Activation of the phagocyte NADPH oxidase protein p47phox -: Phosphorylation controls SH3 domain-dependent binding to p22phox

Activation of phagocyte NADPH oxidase requires interaction between p47(phox) and p22(phox), p47(phox);, resting phagocytes does not bind p22(phox). Phosphorylation of serines in the p47(phox) C terminus enables binding to the p22(phox) C terminus by inducing a conformational change in p47(phox) that unmasks the SH3(A) domain. We report that an arginine/lysine-rich region in the p47phox C terminus binds the p47(phox) SH3 domains expressed in tandem (SH3(AB)) but does not bind the individual N-terminal SH3(A) and C-terminal SH3(B) domains.
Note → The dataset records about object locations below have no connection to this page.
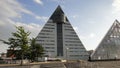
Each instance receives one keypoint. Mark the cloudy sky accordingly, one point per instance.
(91, 19)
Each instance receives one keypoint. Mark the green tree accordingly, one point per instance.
(19, 40)
(23, 41)
(36, 50)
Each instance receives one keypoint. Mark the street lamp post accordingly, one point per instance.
(67, 53)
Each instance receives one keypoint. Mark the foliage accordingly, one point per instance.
(36, 50)
(20, 41)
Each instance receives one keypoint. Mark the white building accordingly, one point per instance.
(59, 38)
(109, 48)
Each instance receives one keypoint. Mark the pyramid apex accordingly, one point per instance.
(58, 15)
(116, 21)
Peptides matching amino acids 301-320 and 314-335 of the p47(phox) arginine/lysine-rich region block the p47(phox) SH3(AB)/p22(phox) C-terminal and p47(phox) SH3(AB)/p47(phox) C-terminal binding and inhibit NADPH oxidase activity in vitro, Peptides with phosphoserines substituted for serines 310 and 328 do not block binding and are poor inhibitors of oxidase activity. Mutated full-length p47(phox) with aspartic acid substitutions to mimic the effects of phosphorylations at serines 310 and 328 bind the p22(phox) proline-rich region in contrast to wild-type p47(phox), We conclude that the p47(phox) SH3(A) domain-binding site is blocked by an interaction between the p47(phox) SH3(AB) domains and the C-terminal arginine/lysine-rich region. Phosphorylation of serines in the p47(phox) C terminus disrupts this interaction leading to exposure of the SH3(A) domain, binding to p22(phox) and activation of the NADPH oxidase.